The aim of our study was to evaluate the short-term interaction between SUA, LDL-C and incident hypertension in a sample of overall healthy subjects.
Design and method:
We selected from the general database of the Brisighella Heart Study four groups of age- and sex-matched non-hypertensive subjects with different levels of LDL-C and SUA level and examined during the 2008 population survey. Incident hypertension was defined as the increase of systolic blood pressure values over 140 mmHg and/or of diastolic blood pressure over 90 mmHg and or the beginning of an antihypertensive treatment. The timing of hypertension diagnosis was estimated on the basis of what reported by the patient, the data reported on the general physicians electronic clinical forms and of the beginning of the pharmacological treatment reported by the local pharmacy registries.
In a model adjusted for age, sex and baseline blood pressure Hazard Rations (HRs) for hypertension development compared to subjects with baseline normal LDL-C and SUA levels were 1.86 (95%CI 0.88–1.58, p = 0.243) for subjects with isolated high LDL-C level, 1.53 (95%CI 0.92–2.49, p = 0.061) for subjects with isolated high SUA level, and 1.61 (95%CI 1.18–2.11, p = 0.009).

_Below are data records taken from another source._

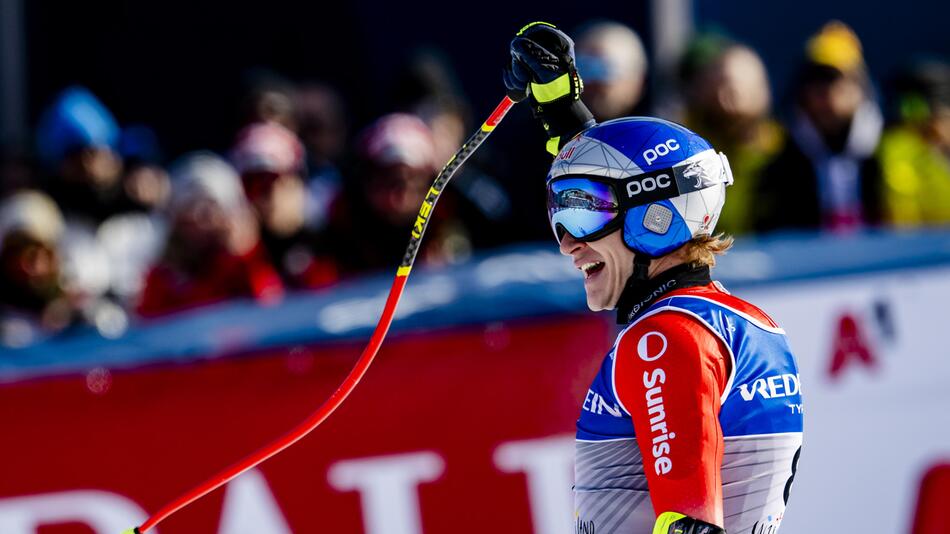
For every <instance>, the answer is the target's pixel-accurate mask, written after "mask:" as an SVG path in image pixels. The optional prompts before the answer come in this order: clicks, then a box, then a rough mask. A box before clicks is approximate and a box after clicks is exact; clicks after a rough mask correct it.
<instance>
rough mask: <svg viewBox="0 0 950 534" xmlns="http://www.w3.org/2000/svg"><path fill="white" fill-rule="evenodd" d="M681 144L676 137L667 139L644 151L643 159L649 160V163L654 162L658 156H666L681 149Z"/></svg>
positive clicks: (650, 163)
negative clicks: (680, 145)
mask: <svg viewBox="0 0 950 534" xmlns="http://www.w3.org/2000/svg"><path fill="white" fill-rule="evenodd" d="M679 149H680V144H679V142H678V141H677V140H676V139H667V140H666V141H665V142H663V143H660V144H658V145H656V146H655V147H653V148H648V149H646V150H644V151H643V159H645V160H646V161H647V165H650V164H652V163H653V162H654V161H656V159H657V158H659V157H662V156H665V155H667V154H669V153H670V152H673V151H674V150H679Z"/></svg>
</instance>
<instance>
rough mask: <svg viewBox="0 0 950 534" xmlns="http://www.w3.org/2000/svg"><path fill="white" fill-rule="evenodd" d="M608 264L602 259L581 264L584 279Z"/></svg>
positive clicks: (598, 270) (585, 279) (586, 278)
mask: <svg viewBox="0 0 950 534" xmlns="http://www.w3.org/2000/svg"><path fill="white" fill-rule="evenodd" d="M605 265H606V264H605V263H604V262H602V261H595V262H591V263H585V264H584V265H581V271H583V272H584V279H585V280H586V279H588V278H590V277H592V276H594V275H595V274H597V273H599V272H600V271H602V270H603V269H604V266H605Z"/></svg>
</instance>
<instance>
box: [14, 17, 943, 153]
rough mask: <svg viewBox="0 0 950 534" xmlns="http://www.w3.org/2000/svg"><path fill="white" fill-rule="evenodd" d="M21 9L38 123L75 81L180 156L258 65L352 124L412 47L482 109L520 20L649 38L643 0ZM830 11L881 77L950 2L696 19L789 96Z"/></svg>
mask: <svg viewBox="0 0 950 534" xmlns="http://www.w3.org/2000/svg"><path fill="white" fill-rule="evenodd" d="M24 9H25V19H26V28H27V33H26V47H27V50H26V56H27V95H28V100H29V101H28V102H27V106H28V109H29V114H28V118H29V120H30V123H31V124H35V121H36V118H37V116H38V115H39V113H40V111H41V110H42V108H43V107H44V106H45V105H46V104H47V103H48V102H49V101H50V100H51V98H52V97H53V95H54V94H55V93H56V92H57V91H59V90H60V89H62V88H63V87H64V86H66V85H68V84H71V83H81V84H85V85H87V86H88V87H90V89H92V91H93V92H94V93H96V94H97V95H99V96H100V97H101V98H102V100H103V101H104V102H105V103H106V105H108V106H110V107H111V108H112V109H113V111H114V112H115V113H116V115H117V117H118V119H119V121H120V122H121V123H124V124H128V123H134V122H142V123H146V124H149V125H152V126H153V127H154V128H155V129H156V130H157V131H158V133H159V136H160V138H161V140H162V143H163V144H164V145H165V147H166V149H167V150H168V151H169V152H170V153H171V154H172V155H173V154H177V153H180V152H182V151H185V150H189V149H195V148H206V147H211V148H218V149H221V148H224V147H226V146H228V144H229V143H230V141H231V136H232V134H233V132H234V131H235V127H236V126H237V123H238V116H237V114H236V111H235V110H236V109H238V104H239V99H240V94H241V90H242V80H243V76H244V75H245V74H246V71H247V70H248V69H249V68H253V67H267V68H269V69H272V70H274V71H276V72H278V73H280V74H282V75H284V76H286V77H288V78H290V79H291V80H294V81H305V80H322V81H326V82H329V83H331V84H332V85H334V86H336V87H337V88H338V89H340V90H341V91H342V92H343V94H344V95H345V97H346V99H347V104H348V107H349V112H350V115H351V117H353V120H354V122H355V123H356V124H355V125H354V126H357V127H358V126H359V125H361V124H363V123H365V122H367V121H369V120H370V119H372V118H373V117H375V116H377V115H378V114H380V113H382V112H385V111H388V100H387V95H388V91H389V88H390V86H391V84H392V79H393V77H394V74H395V72H396V70H397V69H398V67H399V65H400V64H401V62H402V61H403V60H404V59H405V57H406V55H407V54H408V53H409V52H410V51H412V50H413V49H414V48H417V47H421V46H435V47H437V48H439V49H441V50H443V51H444V53H445V54H446V56H447V57H448V58H449V59H450V60H451V61H452V62H453V63H454V65H455V67H456V69H457V74H458V77H459V80H460V82H461V85H462V87H463V88H464V91H465V92H466V93H467V95H468V96H469V98H470V99H471V100H472V103H473V108H474V112H475V116H476V118H478V117H481V116H483V115H485V114H486V113H487V112H488V111H489V110H490V109H491V107H492V106H493V105H494V103H495V102H496V101H497V100H498V98H499V97H500V96H501V82H500V69H501V67H500V66H501V65H502V64H503V62H504V59H505V55H506V45H507V42H508V39H510V37H511V35H512V34H513V33H514V32H515V31H516V30H517V29H518V28H519V27H520V26H521V25H523V24H524V23H526V22H529V21H532V20H536V19H542V20H548V21H551V22H553V23H555V24H558V25H560V26H562V27H565V28H568V29H571V28H573V27H575V26H577V25H578V24H580V23H582V22H584V21H586V20H589V19H592V18H614V19H618V20H620V21H622V22H625V23H627V24H630V25H631V26H633V27H634V28H635V29H637V30H638V31H639V32H640V33H641V35H642V37H643V38H644V42H645V44H646V46H647V48H648V51H649V49H650V42H651V35H650V28H649V27H648V26H649V25H648V21H649V7H648V5H647V3H646V2H643V1H640V2H636V1H633V2H631V1H626V2H619V1H606V2H596V3H587V4H582V3H578V2H566V1H560V0H555V1H547V2H543V3H542V2H513V1H511V0H506V1H501V0H483V1H481V2H478V3H471V2H434V1H422V2H413V3H406V2H371V1H368V0H357V1H353V2H299V1H290V0H269V1H267V2H253V3H248V2H222V1H213V2H201V3H197V2H194V1H187V2H186V1H182V0H165V1H163V2H120V1H106V2H52V1H47V0H38V1H28V2H24ZM832 18H840V19H841V20H843V21H844V22H846V23H848V24H849V25H852V27H853V28H854V29H855V31H856V32H857V33H858V35H859V37H860V38H861V39H862V41H863V43H864V47H865V52H866V56H867V61H868V64H869V65H870V68H871V73H872V75H873V76H874V77H875V78H876V79H877V80H882V79H884V78H885V77H886V76H887V75H888V74H889V73H891V72H892V71H893V70H894V68H895V67H896V66H898V65H899V64H901V63H902V62H904V61H905V60H907V59H909V58H911V57H914V56H916V55H919V54H922V53H929V54H940V55H944V56H947V55H950V38H948V36H947V30H946V24H947V21H948V20H950V2H938V1H929V2H928V1H924V0H911V1H904V2H900V3H892V2H886V3H885V2H862V1H859V0H843V1H834V2H829V1H827V0H825V1H820V0H806V1H796V2H754V1H751V0H699V1H696V2H695V3H694V19H695V20H694V21H693V24H694V25H695V26H696V27H697V28H698V29H703V28H707V27H717V28H720V29H723V30H725V31H727V32H728V33H729V34H731V35H732V36H734V37H736V38H738V39H740V40H742V41H745V42H747V43H748V44H750V45H752V46H753V47H754V48H756V49H757V50H758V51H759V52H760V53H761V54H762V55H763V57H764V59H765V62H766V65H767V66H768V68H769V72H770V76H771V79H772V82H773V87H774V89H775V91H776V99H777V101H778V102H779V103H781V96H782V94H783V92H784V91H783V88H784V87H785V86H786V85H787V83H788V82H789V80H790V78H791V75H792V69H793V66H794V64H795V63H796V59H797V57H798V55H799V54H800V51H801V48H802V45H803V43H804V41H805V39H806V38H807V37H808V35H810V34H811V33H813V32H814V31H816V30H817V29H818V28H819V27H820V26H821V25H822V24H823V23H824V22H826V21H827V20H829V19H832ZM779 107H780V106H779ZM515 113H516V114H523V113H525V111H524V110H517V111H516V112H515Z"/></svg>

In a model further adjusted for family history of hypertension, smoking status, Body Mass Index and physical activity intensity, HRs for hypertension development compared to subjects with baseline normal LDL-C and SUA levels were 1.14 (95%CI 0.87–1.55, p = 0.249) for subjects with isolated high LDL-C level, 1.55 (95%CI 0.96–2.48, p = 0.059) for subjects with isolated high SUA level, and 1.57 (95%CI 1.20–2.15, p = 0.015).
In conclusion, in an overall healthy population sample, the contemporary presence of suboptimal LDL-C and SUA values are associated to an increased risk to develop hypertension.